A major task will be hiring and training new health workers to take on care of the unique needs of the 1.4 million Ugandans living with HIV. The country’s health care system is already underfunded and stretched thin, with 0.4 physicians per 1,000 patients—far fewer than recommended by WHO.

The new plan also means that some patients will be forced to travel farther for HIV care. Small HIV clinics had been established in rural areas to make it easy for people to access ARVs, but primary care clinics are fewer and more centralized. Any disruption to care locations can mean reduced adherence to medications, risking increased transmission and drug resistance, Grabowski says.

“Do I see resurgence of HIV? Absolutely, I would bet my money on it."

In communities covered by the Rakai program, HIV prevalence can range from 10% to as high as 40%, so a lack of ARVs or even a lengthy interruption in their availability could lead to a catastrophic increase in HIV cases.

“Do I [see] resurgence of HIV? Absolutely, I would bet my money on it,” says Serwadda, who was among the first to report on the “slim disease” (the initial name for AIDS) in Uganda back in 1985. “I expect that new HIV infections will gradually begin to rise over time. This isn’t just a guess; this will be the reality.”

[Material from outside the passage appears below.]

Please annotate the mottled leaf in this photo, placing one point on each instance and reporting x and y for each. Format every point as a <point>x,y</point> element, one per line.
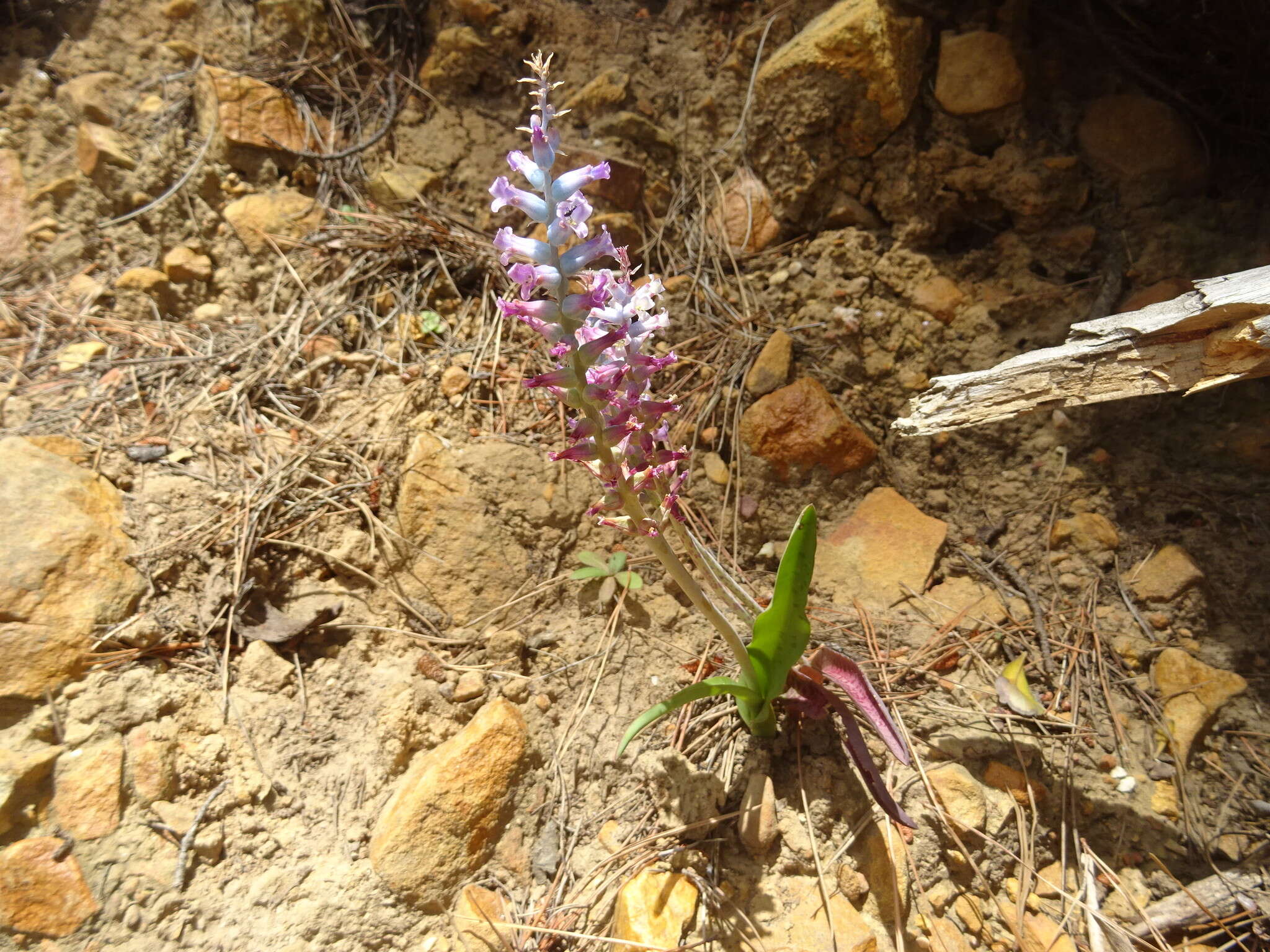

Serwadda has seen it all before: Diseases surge back after funding cuts. “We have observed this trend in malaria programs, tuberculosis programs, and other sexually transmitted disease initiatives,” he says. “When I was young in the 1960s, we believed we had controlled malaria, so funding for malaria programs was drastically cut.

“And then,” Serwadda adds, “malaria returned.”